Here, although patients may benefit from the implementation of the guidelines, there is no indication that defendant or his insurance carrier intended to provide a direct benefit to any third party in adopting the guidelines. The insurance contract was intended to provide liability protection to defendant, and, as stated in that contract, the express purpose of the risk management guidelines was to attempt to "decrease the possibility of a malpractice case, increase the possibility of prevailing or decrease the eventual loss." The contract's explicit remedy for defendant's failure to implement the risk management guidelines was a possible surcharge or non-renewal by the insurance carrier and did not demonstrate an intention to create enforceable rights in or duties to third parties. See, e.g., State Compensation Insurance v. Commercial Union Insurance Co., 631 P.2d 1168 (Colo. App. 1981). Therefore, the trial court did not err in rejecting that argument.


C.


Finally, the plaintiffs contend that the trial court erred in excluding the risk management guidelines because they were signed by defendant and, thus, constituted an admission of a party opponent as to the applicable standard of care. This contention is without merit.

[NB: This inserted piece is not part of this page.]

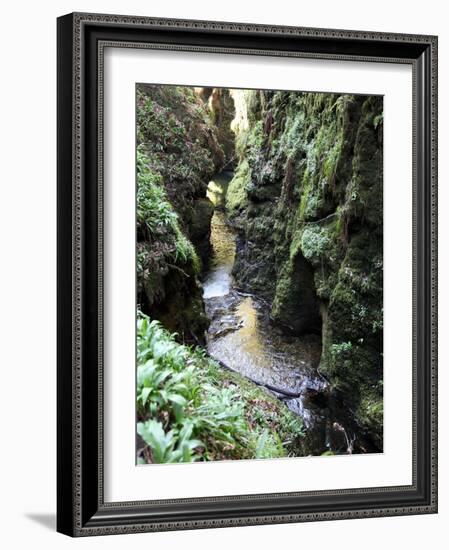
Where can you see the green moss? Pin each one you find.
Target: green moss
(191, 409)
(236, 195)
(320, 173)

A statement may be admissible as an adoptive admission against a party who has manifested his adoption or belief in its truth. CRE 801(d)(2). Here, however, the fact that defendant signed an insurance contract containing the risk management guidelines as a condition of obtaining insurance coverage does not indicate that he adopted the guidelines as the applicable legal standard of professional care owed to his patients. See People v. Quinn, 794 P.2d 1066 (Colo. App. 1990). Thus, the risk management guidelines did not constitute an adoptive admission.


We conclude that the trial court did not abuse its discretion in excluding the risk management guidelines from evidence.


The judgment is affirmed.


JUDGE JONES and JUDGE MARQUEZ concur.